O autor, Frederick Forsyth, nasceu em Inglaterra, em Agosto de 1938. Estudou em Espanha, foi piloto da RAF (Royal Air Force - Força Aérea Inglesa) e jornalista da BBC.

Este livro foi adaptado ao cinema.

sábado, 28 de fevereiro de 2009

Depois do amor, vêm os vampiros!

'Devorei' o romance em três tempos... embrenhei-me na fantástica epopeia de Mary Broad e acabei agora mesmo de o ler.

Agora, tenho na mesa-de-cabeceira, uma coisinha mais leve: O Historiador, de Elizabeth Kostova, publicado em 2005. Mais um dos livros da colecção da revista Sábado.

Sinopse:
Uma noite, já muito tarde, explorando a biblioteca do pai, uma jovem mulher encontra um livro antigo e um pacote de cartas amarelecidas agoirentamente destinadas ao "Meu querido e desgraçado sucessor". Este achado vai mergulhá-la num mundo com que nunca sonhou - um labirinto onde os segredos do passado do pai e o misterioso destino da mãe se ligam a um mal escondido nas profundezas da história.
Uma sociedade secreta numa luta de séculos contra a mais terrível encarnação do mal. A aventura de uma jovem mulher em busca da verdade sobre os seus pais e sobre o destino do homem que inspirou a lenda de Drácula.


Tenham medo, muitooooo medooooo!

terça-feira, 24 de fevereiro de 2009

No intervalo de um texto e outro...

... acabei de ler o 'Sexus', de Henry Miller, comecei e acabei o 'Breakfast at Tiffany's', também conhecido como 'Boneca de Luxo', de Truman Capote.

Comecei agora 'O Ano da Morte de Ricardo Reis', de José Saramago, e 'Nunca me Esqueças', de Lesley Pearse. Sim, consigo ler dois livros ao mesmo tempo. Já fiz a experiência várias vezes e nunca correu mal.
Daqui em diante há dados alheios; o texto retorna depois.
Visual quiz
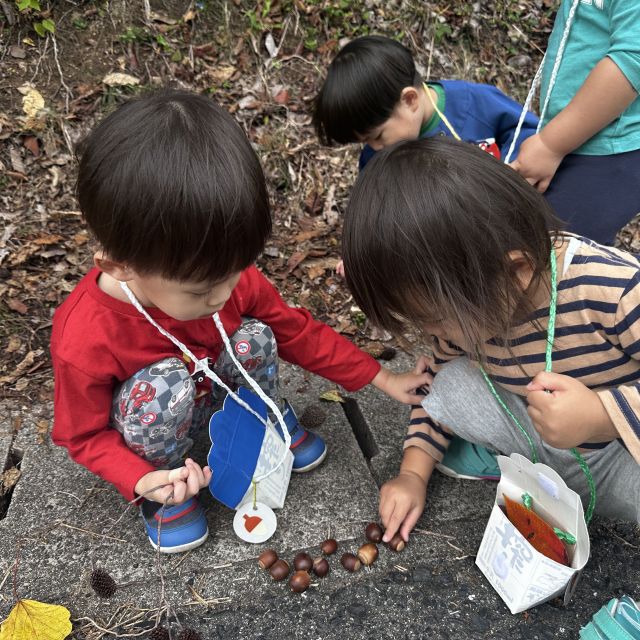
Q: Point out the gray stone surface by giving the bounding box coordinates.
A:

Basta ter a consciência dos momentos e locais de cada um deles.

O 'Ano da Morte de Ricardo Reis' é o meu livro da manhã. Aquele que leio enquanto bebo o café, antes de ir trabalhar. É o livro das esplanadas.

O outro, um romance que uma amiga me ofereceu por ocasião do aniversário, é o livro de mesa-de-cabeceira. Aquele que leio antes de me render ao cansaço do dia.

Enfim... basta organizar a secretária! Boas leituras.